If you're really interested load up the "JS Object Browser" script from my homepage in each of the various browsers to inspect the DOMs. -
5-10 minutes...?
I have written a Hierarchial Menu script. And it took me quite a lot longer than 5 to 10 minutes.
Let me assure all the posters saying "I can do it in 30 seconds flat, it's just hiding DIVs" that menus like mine and HierMenus are quite a bit more than that. Yes, it's true that you *CAN* make a single-level popup where the triggers overlap the divs work in IE5+ and NS6 in a few minutes. But if you want multiple levels of autogenerating, correctly highlighting cascading menus working in as many browsers as possible, it's a decent coding effort.

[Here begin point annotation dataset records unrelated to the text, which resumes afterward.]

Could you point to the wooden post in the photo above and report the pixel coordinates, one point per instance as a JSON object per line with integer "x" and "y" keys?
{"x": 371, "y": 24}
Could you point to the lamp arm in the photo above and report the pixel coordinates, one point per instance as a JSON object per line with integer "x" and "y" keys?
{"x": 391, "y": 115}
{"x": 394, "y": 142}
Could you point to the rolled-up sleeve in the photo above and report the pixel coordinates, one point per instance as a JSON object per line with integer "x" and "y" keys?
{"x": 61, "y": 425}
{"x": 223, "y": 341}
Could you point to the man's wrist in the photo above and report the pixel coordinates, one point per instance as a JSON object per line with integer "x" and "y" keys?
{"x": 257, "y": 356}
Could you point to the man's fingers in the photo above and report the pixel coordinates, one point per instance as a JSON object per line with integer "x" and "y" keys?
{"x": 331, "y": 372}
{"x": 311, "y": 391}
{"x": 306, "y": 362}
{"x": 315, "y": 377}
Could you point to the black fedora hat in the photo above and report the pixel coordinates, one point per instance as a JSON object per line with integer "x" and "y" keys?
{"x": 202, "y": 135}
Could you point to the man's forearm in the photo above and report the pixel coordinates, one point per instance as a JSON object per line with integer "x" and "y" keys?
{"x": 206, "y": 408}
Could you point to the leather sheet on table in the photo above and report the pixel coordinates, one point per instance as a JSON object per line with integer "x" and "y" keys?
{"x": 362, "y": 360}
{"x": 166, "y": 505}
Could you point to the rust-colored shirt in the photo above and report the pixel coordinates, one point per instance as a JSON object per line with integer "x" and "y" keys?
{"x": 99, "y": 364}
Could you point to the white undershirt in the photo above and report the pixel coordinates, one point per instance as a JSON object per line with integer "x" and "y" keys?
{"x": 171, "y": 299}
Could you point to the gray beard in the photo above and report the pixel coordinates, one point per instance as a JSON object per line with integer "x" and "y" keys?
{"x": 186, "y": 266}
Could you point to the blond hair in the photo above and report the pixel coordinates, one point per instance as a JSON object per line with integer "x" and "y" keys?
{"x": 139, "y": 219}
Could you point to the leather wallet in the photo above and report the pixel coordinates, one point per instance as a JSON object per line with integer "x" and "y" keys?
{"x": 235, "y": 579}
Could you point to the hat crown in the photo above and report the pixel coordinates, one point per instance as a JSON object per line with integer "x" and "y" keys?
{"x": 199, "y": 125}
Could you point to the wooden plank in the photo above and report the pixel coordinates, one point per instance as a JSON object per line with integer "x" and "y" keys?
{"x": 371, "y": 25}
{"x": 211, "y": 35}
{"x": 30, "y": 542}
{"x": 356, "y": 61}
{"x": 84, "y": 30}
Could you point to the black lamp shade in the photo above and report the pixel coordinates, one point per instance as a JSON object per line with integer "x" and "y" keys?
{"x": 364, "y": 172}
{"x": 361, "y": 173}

You have to do everything 3 different ways for a start:
document.layers for NS4
document.all for IE4+
document.getElementById for IE5+ or NS6, Opera etc.

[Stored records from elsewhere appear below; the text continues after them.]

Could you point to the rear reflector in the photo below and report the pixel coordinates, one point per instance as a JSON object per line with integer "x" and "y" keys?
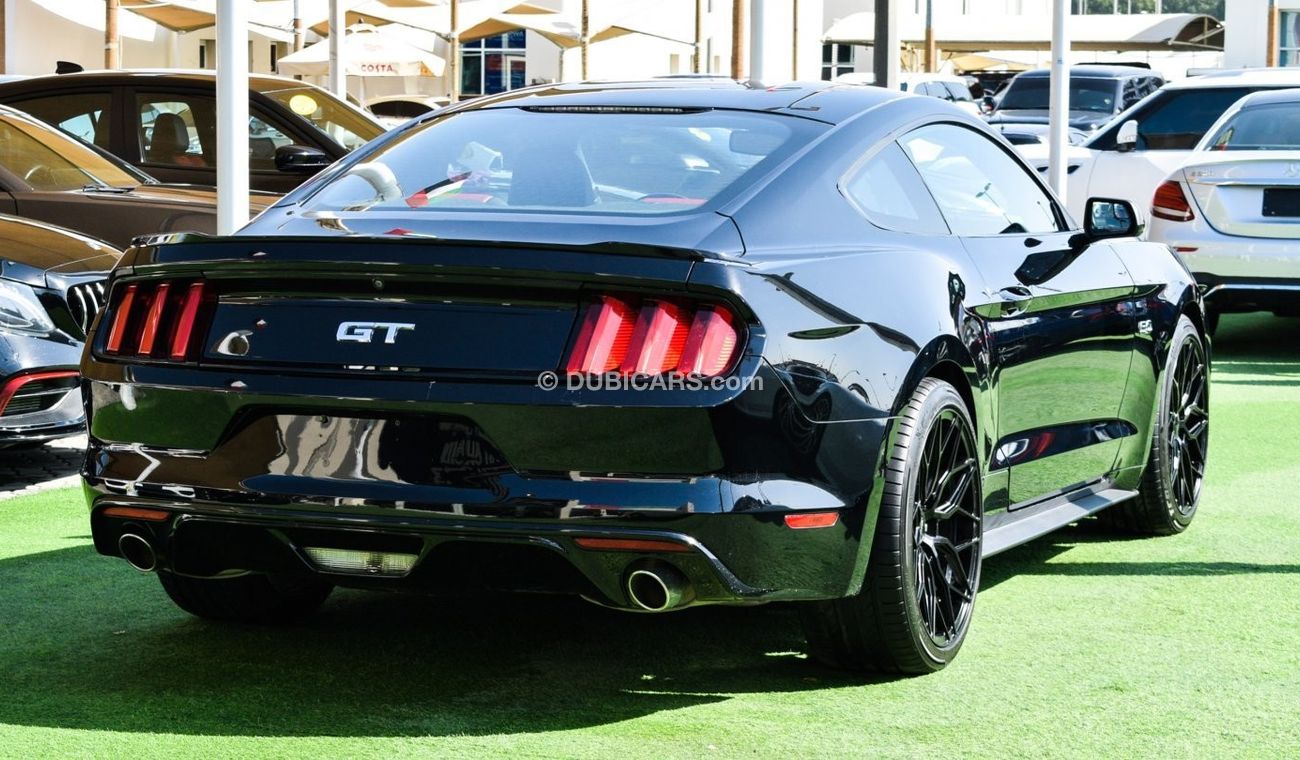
{"x": 654, "y": 337}
{"x": 137, "y": 513}
{"x": 1171, "y": 204}
{"x": 811, "y": 520}
{"x": 631, "y": 544}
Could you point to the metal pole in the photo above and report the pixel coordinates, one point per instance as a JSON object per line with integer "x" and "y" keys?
{"x": 337, "y": 63}
{"x": 1058, "y": 98}
{"x": 454, "y": 53}
{"x": 233, "y": 116}
{"x": 931, "y": 48}
{"x": 112, "y": 40}
{"x": 739, "y": 39}
{"x": 884, "y": 46}
{"x": 586, "y": 40}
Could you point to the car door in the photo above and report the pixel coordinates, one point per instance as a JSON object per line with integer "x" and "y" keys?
{"x": 1060, "y": 330}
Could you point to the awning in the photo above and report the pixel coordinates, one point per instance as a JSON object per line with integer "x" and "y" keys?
{"x": 979, "y": 33}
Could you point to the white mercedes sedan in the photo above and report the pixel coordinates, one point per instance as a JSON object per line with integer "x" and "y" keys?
{"x": 1233, "y": 209}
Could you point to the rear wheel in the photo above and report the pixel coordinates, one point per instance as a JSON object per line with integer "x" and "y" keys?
{"x": 255, "y": 598}
{"x": 914, "y": 608}
{"x": 1175, "y": 469}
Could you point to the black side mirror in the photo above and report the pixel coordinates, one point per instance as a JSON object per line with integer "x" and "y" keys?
{"x": 300, "y": 160}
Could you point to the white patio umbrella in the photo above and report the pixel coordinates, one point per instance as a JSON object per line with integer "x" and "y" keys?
{"x": 367, "y": 52}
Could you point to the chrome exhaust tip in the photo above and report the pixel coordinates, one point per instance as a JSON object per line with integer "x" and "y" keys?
{"x": 658, "y": 587}
{"x": 138, "y": 552}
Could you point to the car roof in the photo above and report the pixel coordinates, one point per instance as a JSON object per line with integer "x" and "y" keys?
{"x": 258, "y": 82}
{"x": 1099, "y": 70}
{"x": 827, "y": 101}
{"x": 1281, "y": 77}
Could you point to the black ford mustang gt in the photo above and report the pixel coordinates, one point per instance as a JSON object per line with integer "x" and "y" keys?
{"x": 658, "y": 346}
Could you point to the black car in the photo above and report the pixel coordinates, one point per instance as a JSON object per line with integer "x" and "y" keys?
{"x": 50, "y": 176}
{"x": 1097, "y": 94}
{"x": 51, "y": 287}
{"x": 658, "y": 344}
{"x": 165, "y": 122}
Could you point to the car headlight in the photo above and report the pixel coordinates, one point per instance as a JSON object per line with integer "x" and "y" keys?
{"x": 21, "y": 311}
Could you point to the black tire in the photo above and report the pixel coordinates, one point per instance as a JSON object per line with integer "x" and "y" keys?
{"x": 255, "y": 598}
{"x": 892, "y": 625}
{"x": 1170, "y": 486}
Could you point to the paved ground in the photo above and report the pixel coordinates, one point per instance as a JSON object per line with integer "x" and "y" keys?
{"x": 25, "y": 470}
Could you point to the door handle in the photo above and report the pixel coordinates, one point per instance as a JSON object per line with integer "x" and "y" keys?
{"x": 1015, "y": 299}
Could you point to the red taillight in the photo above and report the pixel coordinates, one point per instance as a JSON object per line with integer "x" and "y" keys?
{"x": 655, "y": 337}
{"x": 155, "y": 315}
{"x": 1171, "y": 204}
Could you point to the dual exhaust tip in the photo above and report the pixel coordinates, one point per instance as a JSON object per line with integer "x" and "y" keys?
{"x": 657, "y": 586}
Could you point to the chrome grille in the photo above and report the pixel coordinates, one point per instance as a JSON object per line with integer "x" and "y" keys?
{"x": 85, "y": 300}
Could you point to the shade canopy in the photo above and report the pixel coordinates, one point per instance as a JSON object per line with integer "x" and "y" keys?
{"x": 367, "y": 52}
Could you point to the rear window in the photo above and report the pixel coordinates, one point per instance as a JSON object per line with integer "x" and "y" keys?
{"x": 1032, "y": 94}
{"x": 635, "y": 161}
{"x": 1264, "y": 127}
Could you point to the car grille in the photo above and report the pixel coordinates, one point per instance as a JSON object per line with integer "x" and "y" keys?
{"x": 85, "y": 300}
{"x": 38, "y": 395}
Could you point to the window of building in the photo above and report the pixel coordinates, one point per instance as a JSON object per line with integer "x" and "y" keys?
{"x": 494, "y": 64}
{"x": 836, "y": 60}
{"x": 1288, "y": 44}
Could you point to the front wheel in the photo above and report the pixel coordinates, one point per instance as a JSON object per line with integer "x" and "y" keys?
{"x": 1170, "y": 487}
{"x": 914, "y": 608}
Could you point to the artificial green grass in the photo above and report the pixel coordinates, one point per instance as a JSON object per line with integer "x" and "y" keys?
{"x": 1083, "y": 645}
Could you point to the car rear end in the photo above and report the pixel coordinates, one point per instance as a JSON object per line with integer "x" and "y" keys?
{"x": 1233, "y": 211}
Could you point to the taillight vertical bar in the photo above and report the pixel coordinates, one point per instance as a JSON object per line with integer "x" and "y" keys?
{"x": 120, "y": 318}
{"x": 185, "y": 324}
{"x": 148, "y": 333}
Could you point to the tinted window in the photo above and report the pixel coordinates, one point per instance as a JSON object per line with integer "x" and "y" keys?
{"x": 888, "y": 191}
{"x": 47, "y": 159}
{"x": 1091, "y": 94}
{"x": 566, "y": 161}
{"x": 81, "y": 114}
{"x": 1262, "y": 127}
{"x": 979, "y": 187}
{"x": 1175, "y": 120}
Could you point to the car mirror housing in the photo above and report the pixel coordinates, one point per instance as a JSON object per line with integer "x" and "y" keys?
{"x": 300, "y": 160}
{"x": 1127, "y": 138}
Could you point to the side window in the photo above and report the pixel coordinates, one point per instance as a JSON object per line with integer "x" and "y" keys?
{"x": 81, "y": 114}
{"x": 979, "y": 187}
{"x": 889, "y": 192}
{"x": 177, "y": 130}
{"x": 264, "y": 137}
{"x": 1181, "y": 120}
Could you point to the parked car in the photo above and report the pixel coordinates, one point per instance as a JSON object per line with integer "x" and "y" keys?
{"x": 51, "y": 287}
{"x": 52, "y": 177}
{"x": 165, "y": 122}
{"x": 394, "y": 111}
{"x": 1131, "y": 156}
{"x": 650, "y": 344}
{"x": 1096, "y": 95}
{"x": 941, "y": 86}
{"x": 1233, "y": 209}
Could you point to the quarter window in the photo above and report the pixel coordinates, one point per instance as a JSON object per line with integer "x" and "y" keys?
{"x": 888, "y": 191}
{"x": 979, "y": 187}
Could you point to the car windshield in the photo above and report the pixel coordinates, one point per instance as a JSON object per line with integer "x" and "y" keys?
{"x": 47, "y": 159}
{"x": 1031, "y": 94}
{"x": 1262, "y": 127}
{"x": 584, "y": 160}
{"x": 341, "y": 122}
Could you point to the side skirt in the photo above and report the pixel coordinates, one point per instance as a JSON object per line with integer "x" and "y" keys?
{"x": 1012, "y": 529}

And that's just for getting references to page elements -- modifying them is another story entirely. Working around browser bugs takes anywhere from weeks to years -- I started the first version around Nov 2000, and am currently hacking away at the v5.1 script. Netscape 4 behaves differently with every different version, the platform of your computer, and it seems even the phase of the moon. Don't think about getting me started on IE on the Macintosh.
Check my homepage, and navigate in, it's called "Cascading Popup Menus". It works in Moz, NS4, IE4+ and Opera 5/6, Ihaven't tested Konq but I'd appreciate feedback. (End Shameless Promotion :)
For their price, it's probably pretty reasonable. Their menu is ~50k of JavaScript, mine is 12k but highly condensed. They used to give it away for free, as it was developed as a tutorial-like series of columns -- have a read through all the revisions before criticising Peter Belesis (the author).
- Angus. -
Re:Reverse It
My site opens external links in new windows. That's mostly because it uses DHTML pretty heavily as a presentation system, and standard navigation rules don't apply well... check it out, I'm giving away the scripts used.
But anyway, at least on my system, why not try dragging the link in question onto the browser address bar? That opens it up in the current window, no problems, no matter what collection of TARGETs or ONCLICKs the author has added to the A tag itself.